About a quarter of councils that provide social care will issue a council tax bill to Band D homes of more than £2,000 in April, most for the first time. And in more than two thirds of areas, bills for a Band D home will rise by at least £50.

In London, householders will be hit by a 9.5 per cent rise in the portion of council tax charged by the Greater London Authority – an extra £31.59 for a Band D home.

The combined rises mean Band D bills look set to rise by more than £100 this year in around seven of London’s 32 boroughs.

A spokesman for the Ministry of Housing, Communities and Local Government said: “We’ve committed over £35 billion to help councils support their communities and local businesses during the pandemic.
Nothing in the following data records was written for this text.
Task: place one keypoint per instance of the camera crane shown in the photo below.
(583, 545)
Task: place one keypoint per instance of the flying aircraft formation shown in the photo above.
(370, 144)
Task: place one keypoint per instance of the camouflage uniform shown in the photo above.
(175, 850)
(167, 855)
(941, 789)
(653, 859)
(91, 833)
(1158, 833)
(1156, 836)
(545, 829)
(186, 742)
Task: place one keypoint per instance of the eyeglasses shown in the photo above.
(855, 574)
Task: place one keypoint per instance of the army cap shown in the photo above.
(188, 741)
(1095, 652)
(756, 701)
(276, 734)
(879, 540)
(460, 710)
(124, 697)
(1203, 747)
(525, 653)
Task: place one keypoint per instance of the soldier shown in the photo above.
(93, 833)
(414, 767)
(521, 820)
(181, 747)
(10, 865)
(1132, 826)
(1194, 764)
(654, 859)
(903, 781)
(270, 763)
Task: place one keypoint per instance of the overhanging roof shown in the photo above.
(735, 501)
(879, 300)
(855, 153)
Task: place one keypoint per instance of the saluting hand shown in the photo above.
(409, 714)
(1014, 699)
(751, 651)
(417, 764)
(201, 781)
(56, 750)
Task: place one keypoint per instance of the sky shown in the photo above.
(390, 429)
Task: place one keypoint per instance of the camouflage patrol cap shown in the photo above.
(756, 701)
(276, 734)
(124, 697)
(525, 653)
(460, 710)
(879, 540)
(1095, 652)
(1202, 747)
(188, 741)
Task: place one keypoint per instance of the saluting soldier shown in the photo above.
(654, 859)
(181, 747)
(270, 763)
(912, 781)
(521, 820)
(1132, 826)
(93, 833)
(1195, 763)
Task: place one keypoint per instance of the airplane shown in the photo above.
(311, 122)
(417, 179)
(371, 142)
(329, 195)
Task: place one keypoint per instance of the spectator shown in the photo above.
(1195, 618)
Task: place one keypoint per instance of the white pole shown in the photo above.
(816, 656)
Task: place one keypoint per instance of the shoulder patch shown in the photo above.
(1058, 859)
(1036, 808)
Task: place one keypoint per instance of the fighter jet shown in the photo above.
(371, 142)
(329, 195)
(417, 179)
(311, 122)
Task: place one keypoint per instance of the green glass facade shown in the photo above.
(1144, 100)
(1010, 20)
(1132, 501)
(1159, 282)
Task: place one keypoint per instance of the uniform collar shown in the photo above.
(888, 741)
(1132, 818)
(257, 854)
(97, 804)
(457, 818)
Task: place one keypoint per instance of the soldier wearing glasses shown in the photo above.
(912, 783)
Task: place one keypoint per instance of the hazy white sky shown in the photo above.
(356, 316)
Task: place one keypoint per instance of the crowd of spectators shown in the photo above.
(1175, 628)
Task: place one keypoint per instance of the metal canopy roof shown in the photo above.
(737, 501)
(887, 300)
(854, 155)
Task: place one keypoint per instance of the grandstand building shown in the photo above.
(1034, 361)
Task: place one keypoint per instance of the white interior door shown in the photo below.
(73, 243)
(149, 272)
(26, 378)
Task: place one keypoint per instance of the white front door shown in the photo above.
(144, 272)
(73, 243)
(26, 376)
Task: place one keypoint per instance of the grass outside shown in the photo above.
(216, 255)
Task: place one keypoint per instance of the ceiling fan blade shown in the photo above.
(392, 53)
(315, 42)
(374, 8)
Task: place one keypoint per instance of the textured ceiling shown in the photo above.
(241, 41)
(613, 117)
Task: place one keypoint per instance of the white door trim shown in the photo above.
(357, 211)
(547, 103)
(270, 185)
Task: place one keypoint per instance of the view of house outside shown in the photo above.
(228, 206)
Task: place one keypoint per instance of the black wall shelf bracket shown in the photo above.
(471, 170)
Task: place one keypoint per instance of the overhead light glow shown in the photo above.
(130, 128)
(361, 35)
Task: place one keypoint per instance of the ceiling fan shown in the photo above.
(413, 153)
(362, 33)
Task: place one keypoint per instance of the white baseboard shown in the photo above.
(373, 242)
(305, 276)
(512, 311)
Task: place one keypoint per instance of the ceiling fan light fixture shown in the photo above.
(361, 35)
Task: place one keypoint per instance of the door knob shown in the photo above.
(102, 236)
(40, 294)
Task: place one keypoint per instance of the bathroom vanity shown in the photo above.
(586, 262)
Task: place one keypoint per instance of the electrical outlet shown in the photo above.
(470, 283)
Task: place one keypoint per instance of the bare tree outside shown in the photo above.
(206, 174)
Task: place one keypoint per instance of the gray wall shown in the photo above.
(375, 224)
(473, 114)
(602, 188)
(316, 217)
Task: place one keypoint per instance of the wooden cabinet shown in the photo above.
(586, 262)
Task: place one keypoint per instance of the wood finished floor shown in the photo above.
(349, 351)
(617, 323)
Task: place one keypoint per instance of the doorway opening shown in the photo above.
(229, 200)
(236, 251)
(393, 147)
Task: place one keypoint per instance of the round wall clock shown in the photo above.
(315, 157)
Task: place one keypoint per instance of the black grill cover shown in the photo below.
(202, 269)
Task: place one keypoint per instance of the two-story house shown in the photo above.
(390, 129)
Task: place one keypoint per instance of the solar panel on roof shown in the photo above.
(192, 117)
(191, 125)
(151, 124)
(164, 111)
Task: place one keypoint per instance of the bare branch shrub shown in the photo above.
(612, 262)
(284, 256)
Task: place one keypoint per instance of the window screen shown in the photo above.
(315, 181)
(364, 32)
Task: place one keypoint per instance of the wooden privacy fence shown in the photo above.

“We’re also providing councils with £670 million of new grant funding to enable them to continue reducing council tax bills next year for those least able to pay, including households financially hard-hit by the pandemic.

“Councils are and have always been responsible for setting council tax levels. We set referendum principles to ensure that local people have the final say over any excessive increases.”